Southeast Caribbean Research Symposium Presentation
AAPG Distinguished Lecture

Author(s): Peter Bartok, Bartok Inc. (presenter); Simon Oropeza, Independent Consultant; Charles Campbell, Accel Services Inc.

Precambrian Greenstone belt underlies a portion of the Guyana-Suriname Offshore Basin (GSOB) followed by Lower Paleozoic sediments deposited in a back arc setting and folded during the Caledonian and the Alleghenian orogenies. Gravity/magnetics aided in delineating the major tectonic features in the region. The Early Jurassic separation of the Florida Block and South America resulted in normal to attenuated crust followed by oceanic crust. The Atlantic rifting resulted in peri-cratonic rifts extending into central GSOB. New concepts on the tectonics of the region provide the basis for structural analysis of the basin and aided by seismic sequence stratigraphy. Of particular significance is the relationship between the Guyana Shelf, associated with the Waini “Arch” and the Demerara Platform. The transition between the two is being called the “Demerara Trough”. Santonian to Campanian canyons associated with faults/fractures, and linked to major rivers acted as conduits for high quality sand-rich slope and basin floor fans described on paleogeographic maps. The Albian facies of Northern South America are deltaic systems restricted to the platform interior (Stabroek) and carbonates (Potoco) with anoxic conditions. The Cenomanian/Coniacian organic-rich Canje Formation is the main source rock. The Cenomanian/Turonian kitchen was evaluated in detail based on available information, new estimates of thermal conditions and description of overpressure in the region. The revised kitchen and geochemical parameters provide for an estimate of basin’s resource potential.
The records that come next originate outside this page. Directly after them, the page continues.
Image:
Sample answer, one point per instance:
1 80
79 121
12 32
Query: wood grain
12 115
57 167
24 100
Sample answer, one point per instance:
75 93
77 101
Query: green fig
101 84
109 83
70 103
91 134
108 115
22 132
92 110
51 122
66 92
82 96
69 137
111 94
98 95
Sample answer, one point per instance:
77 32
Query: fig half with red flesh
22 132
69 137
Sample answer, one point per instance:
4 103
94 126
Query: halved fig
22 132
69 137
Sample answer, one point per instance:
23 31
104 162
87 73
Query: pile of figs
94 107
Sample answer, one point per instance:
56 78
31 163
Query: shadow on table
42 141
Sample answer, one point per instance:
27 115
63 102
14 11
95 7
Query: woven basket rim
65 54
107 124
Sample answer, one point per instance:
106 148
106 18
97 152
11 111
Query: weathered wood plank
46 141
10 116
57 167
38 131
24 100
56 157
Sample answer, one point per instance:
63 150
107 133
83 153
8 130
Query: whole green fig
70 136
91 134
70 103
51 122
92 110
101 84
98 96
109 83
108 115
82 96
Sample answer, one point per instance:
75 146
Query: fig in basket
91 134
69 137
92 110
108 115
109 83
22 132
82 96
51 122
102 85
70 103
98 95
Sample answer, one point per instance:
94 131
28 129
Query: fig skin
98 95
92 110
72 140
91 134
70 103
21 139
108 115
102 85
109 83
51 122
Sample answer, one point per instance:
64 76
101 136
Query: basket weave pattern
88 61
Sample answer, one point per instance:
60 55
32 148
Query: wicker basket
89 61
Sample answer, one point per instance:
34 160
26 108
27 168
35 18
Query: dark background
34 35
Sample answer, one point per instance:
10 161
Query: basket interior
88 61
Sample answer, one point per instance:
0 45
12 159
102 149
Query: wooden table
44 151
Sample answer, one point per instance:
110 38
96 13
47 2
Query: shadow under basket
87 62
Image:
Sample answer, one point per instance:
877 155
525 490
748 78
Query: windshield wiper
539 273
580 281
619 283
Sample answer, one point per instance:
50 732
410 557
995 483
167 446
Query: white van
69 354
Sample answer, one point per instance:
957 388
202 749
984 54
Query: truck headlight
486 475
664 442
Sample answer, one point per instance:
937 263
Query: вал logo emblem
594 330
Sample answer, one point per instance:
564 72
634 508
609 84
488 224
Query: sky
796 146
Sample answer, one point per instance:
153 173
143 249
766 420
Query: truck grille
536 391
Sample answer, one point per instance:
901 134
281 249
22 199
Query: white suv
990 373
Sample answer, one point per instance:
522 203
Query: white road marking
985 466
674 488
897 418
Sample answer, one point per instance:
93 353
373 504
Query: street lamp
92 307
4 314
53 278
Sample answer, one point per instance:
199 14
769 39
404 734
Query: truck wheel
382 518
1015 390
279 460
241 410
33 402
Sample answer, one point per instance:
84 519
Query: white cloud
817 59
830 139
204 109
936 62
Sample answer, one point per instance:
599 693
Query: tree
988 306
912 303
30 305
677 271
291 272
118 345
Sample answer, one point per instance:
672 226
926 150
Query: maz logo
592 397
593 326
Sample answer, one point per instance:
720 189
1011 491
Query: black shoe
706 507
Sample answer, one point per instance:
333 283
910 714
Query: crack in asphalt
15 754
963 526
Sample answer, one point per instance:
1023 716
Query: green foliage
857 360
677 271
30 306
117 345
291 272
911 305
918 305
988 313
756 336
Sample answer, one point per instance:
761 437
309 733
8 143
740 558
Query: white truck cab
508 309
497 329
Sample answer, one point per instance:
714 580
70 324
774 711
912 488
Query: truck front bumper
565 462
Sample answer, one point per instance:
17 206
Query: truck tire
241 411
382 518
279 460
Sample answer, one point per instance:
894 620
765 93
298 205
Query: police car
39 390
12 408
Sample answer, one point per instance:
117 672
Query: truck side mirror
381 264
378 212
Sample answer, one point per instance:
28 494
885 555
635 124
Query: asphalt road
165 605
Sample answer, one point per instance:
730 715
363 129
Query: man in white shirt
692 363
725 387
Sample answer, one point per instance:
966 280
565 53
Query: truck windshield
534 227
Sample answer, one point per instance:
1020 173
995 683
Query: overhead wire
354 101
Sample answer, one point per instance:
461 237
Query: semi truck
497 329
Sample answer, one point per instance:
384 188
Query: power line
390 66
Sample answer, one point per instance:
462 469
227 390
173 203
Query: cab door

Peter Bartok, Bartok Inc., Petroskills, University of Houston

Peter earned a MSc from the State University of New York at Buffalo, and with 48 years of experience he has published over 25 papers.

His past experience includes Texaco (5 years), PDVSA (10 years), BP (10 years) and 23 years as a consultant. Along with working as a consultant at Bartok Inc. and Petroskills, he currently is Adjunct Professor at the University of Houston, where he teaches petroleum geology/geophysics and shale resource assessment. Peter is a member of AAPG, SEG and HGS.